Le maire de Langouët n’a pas rencontré la délégation de la Coordination rurale : Daniel Cueff était en déplacement. Il reconnaît que la station d’épuration de sa commune ne fonctionne pas de façon optimale, le lagunage rencontre des problèmes, mais il précise que les services de l’Etat n’ont relevé qu’un excès d’ammoniaque, et Daniel Cueff qualifie la méthode de la Coordination rurale de « méthode de voyous » :

Écouter le podcast
"J'essaye d'améliorer chaque mois, chaque année, le traitement des eaux usées, qui est un problème pour toutes les communes. Mais nous, nous essayons de faire le maximum : nous ne nions pas le problème, c'est toute la différence avec ceux qui nous disent aujourd'hui : "les pesticides, c'est comme les vitamines, c'est bon pour la santé, on ne peut pas s'en passer en agriculture". Pire : "Si vous continuez à nous embêter avec les pesticides, nous vous menaçons.." C'est inacceptable...
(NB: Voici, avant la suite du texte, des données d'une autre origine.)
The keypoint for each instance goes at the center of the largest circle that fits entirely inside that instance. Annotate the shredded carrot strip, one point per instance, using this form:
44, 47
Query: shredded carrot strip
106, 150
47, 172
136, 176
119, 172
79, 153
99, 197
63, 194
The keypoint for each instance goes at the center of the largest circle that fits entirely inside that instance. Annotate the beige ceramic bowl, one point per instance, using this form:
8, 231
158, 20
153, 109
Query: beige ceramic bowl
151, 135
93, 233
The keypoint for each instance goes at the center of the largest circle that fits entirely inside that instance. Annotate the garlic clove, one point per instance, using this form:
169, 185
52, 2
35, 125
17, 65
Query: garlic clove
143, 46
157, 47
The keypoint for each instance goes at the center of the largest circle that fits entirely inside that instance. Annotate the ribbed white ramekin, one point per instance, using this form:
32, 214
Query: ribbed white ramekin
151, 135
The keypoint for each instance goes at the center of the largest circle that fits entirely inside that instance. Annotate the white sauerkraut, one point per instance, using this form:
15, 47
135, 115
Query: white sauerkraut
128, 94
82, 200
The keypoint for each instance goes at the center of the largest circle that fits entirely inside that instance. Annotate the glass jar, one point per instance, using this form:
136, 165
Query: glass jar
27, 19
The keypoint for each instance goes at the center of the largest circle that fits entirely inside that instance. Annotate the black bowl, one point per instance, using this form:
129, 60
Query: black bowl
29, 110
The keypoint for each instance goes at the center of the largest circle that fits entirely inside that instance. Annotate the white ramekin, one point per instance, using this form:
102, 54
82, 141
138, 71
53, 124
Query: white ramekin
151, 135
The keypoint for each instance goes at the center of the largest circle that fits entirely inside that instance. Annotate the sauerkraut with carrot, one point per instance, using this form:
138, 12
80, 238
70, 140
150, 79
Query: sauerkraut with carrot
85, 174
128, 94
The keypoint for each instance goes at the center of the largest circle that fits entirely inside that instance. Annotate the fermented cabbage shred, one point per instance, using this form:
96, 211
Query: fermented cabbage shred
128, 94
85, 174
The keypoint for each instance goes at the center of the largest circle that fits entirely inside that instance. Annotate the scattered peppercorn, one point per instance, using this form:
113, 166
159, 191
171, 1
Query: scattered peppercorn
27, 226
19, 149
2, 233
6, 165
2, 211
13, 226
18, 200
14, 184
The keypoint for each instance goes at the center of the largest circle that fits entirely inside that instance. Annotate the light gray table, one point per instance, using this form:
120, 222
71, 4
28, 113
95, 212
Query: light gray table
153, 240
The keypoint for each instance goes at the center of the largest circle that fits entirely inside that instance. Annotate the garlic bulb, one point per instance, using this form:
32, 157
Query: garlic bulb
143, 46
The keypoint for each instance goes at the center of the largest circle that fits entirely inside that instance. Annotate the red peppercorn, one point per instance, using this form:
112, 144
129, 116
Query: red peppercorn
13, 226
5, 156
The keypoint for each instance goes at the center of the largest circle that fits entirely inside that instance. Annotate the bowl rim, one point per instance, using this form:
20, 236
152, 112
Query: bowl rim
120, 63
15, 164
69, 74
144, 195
LANGOUET PANNEAU ENTREE BOURG.jpg (354 KB)

Face à l'accusation d'avoir pris un tel arrêté par manoeuvre électoraliste, à l'approche des municipales, Daniel Cueff tient à rappeler le contexte de sa décision, une décision qui a ses yeux n'avait rien d'excessif :

Écouter le podcast
"D'une part vous avez des gens de plus en plus informés des dangers des pesticides, qui observent qu'ils en respirent malgré eux, qui sont inquiets. Ils me disent : monsieur le maire, est-ce que vous pouvez faire quelque chose ?. De l'autre côté, les agriculteurs, que je connais bien : une partie d'entre eux sont passés en bio, puis il y a d'autres agriculteurs qui me disent : on ne peut pas renoncer aux pesticides, on a fait des investissements, on a du matériel de plus en plus performant pour épandre. Donc je fais un arrêté d'éloignement des pesticides de synthèse de 150 m de toute habitation : cela protège les habitants, cela n'interdit pas l'agriculture..."

Après l'annulation de son arrêté par le tribunal administratif de Rennes, Daniel Cueff n'a pour le moment pas fait appel. Le maire de Langouët attend la décision du gouvernement, sur les distances minimum d'épandage par rapport aux habitations. Une décision attendue dans les prochains mois.